Ideally you have your data hash partitioned on your 5 columns, so that each node at runtime only needs to sort data in its own stream and does not need to repartition.
I've been wondering about this: do you need to partition on all 5 columns? if you would partition on the first column in the sort, already each node only needs to sort data in its own stream without needing to repartition? So I would think for the sorting it wouldn't matter if you partition on all 5 columns or only the first column in the sort.
Then what is the advantage of partitioning on all 5 columns?
No advantages to using all 5 at all, just performance disadvantages! You've hit the nail on the head, it is sufficient to partition on just one column.
Also,It depends on the type of operation done after the sort stage. E.g If you need to remove duplicates with 5 columns being key sorting on only one column will deliver incorrect results.

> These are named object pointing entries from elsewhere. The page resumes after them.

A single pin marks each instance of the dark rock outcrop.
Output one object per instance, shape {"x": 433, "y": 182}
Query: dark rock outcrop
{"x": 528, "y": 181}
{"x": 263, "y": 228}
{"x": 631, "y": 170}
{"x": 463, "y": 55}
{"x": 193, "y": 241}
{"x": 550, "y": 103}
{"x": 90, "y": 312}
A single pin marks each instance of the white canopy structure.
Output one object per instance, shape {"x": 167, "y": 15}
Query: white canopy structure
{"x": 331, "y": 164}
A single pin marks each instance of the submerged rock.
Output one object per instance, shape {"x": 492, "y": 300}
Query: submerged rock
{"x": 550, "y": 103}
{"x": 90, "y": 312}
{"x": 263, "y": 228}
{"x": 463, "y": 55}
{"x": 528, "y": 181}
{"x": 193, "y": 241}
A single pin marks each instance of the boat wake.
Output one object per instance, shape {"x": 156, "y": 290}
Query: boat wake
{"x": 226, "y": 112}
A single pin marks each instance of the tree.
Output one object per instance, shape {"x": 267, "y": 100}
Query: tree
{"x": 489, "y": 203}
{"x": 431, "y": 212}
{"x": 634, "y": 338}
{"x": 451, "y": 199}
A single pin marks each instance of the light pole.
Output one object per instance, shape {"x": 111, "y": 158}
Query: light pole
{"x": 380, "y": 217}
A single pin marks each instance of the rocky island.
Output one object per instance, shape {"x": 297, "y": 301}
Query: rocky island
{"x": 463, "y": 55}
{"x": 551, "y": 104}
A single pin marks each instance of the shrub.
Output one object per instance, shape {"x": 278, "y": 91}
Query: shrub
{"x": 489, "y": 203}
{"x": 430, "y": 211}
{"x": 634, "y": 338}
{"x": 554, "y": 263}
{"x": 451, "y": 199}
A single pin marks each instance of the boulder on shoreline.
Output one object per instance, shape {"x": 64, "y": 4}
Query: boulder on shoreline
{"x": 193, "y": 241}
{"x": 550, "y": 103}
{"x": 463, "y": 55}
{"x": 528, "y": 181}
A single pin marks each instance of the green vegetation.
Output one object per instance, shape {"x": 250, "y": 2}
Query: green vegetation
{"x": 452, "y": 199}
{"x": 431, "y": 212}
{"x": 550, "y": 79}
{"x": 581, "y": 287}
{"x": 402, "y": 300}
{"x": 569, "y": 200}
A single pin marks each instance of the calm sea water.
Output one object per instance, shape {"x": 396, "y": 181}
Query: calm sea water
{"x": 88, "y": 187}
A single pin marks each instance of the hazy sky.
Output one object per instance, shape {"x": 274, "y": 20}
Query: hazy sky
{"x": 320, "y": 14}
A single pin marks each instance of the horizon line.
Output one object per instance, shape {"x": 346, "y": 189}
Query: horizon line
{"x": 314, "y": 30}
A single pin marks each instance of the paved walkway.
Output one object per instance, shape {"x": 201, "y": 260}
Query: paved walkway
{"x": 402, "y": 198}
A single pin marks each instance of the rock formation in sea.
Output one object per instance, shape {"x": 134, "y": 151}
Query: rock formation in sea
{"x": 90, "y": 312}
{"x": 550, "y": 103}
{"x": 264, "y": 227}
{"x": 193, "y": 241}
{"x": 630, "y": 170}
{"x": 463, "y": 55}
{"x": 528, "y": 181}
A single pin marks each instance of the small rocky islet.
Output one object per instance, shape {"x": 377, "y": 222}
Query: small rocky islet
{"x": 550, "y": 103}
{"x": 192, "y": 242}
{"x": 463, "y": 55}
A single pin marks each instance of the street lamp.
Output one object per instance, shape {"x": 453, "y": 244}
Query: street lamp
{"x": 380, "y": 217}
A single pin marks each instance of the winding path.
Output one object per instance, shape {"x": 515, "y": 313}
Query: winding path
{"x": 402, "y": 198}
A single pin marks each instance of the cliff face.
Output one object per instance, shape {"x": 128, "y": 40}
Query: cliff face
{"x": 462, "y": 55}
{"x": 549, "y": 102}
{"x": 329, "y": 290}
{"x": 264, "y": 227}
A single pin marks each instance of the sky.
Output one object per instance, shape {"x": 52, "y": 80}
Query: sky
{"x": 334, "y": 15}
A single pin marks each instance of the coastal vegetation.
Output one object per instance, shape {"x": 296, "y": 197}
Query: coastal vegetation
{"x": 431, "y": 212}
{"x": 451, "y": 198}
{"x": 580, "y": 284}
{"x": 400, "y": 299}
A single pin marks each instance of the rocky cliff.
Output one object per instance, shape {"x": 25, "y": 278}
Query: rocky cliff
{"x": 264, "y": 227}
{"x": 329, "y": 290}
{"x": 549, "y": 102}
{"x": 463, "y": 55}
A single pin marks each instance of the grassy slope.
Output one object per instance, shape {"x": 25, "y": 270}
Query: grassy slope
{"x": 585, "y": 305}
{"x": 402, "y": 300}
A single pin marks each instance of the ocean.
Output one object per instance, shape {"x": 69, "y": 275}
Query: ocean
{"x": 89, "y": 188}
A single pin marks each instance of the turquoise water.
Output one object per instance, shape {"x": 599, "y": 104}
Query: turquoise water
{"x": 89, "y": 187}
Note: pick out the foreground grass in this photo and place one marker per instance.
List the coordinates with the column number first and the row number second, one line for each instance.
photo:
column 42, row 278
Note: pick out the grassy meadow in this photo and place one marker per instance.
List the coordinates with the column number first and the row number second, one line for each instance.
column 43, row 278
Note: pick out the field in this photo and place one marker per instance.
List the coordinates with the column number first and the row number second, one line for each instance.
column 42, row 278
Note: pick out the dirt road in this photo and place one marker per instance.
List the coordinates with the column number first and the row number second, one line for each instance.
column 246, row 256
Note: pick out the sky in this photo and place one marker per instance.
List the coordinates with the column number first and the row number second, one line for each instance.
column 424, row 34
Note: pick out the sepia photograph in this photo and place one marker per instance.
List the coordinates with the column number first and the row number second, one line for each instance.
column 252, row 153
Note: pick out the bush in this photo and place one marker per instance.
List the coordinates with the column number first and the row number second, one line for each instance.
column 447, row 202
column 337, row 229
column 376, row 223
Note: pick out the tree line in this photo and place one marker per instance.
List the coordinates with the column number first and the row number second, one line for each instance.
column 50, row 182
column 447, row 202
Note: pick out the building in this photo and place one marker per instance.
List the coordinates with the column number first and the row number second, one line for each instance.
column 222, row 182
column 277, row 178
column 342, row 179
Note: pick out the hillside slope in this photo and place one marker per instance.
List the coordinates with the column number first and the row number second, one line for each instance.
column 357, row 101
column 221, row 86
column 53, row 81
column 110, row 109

balajisr wrote:Also,It depends on the type of operation done after the sort stage. E.g If you need to remove duplicates with 5 columns being key sorting on only one column will deliver incorrect results.
Also it's important whether the first column will give you an even split of the data when you use it to partition the data. You want approximately equal chunks of the data landing on each of your nodes to make the sorting easier.
Suppose first column has 5 distinct value so toatal 5 partition will come and we have only 2 node then how the data will distributed evenly on each node.
precisely I want to ask suppose our partition is not equal to number of node then how the data be distributed across the nodes
It will hash the 5 values to 2 nodes, one node will get 2/5 of the data, the other 3/5 of the data in your example. You can't get a better distribution unless you use round-robin, but then you would need to repartition again downstream for the sort so that approach is no good.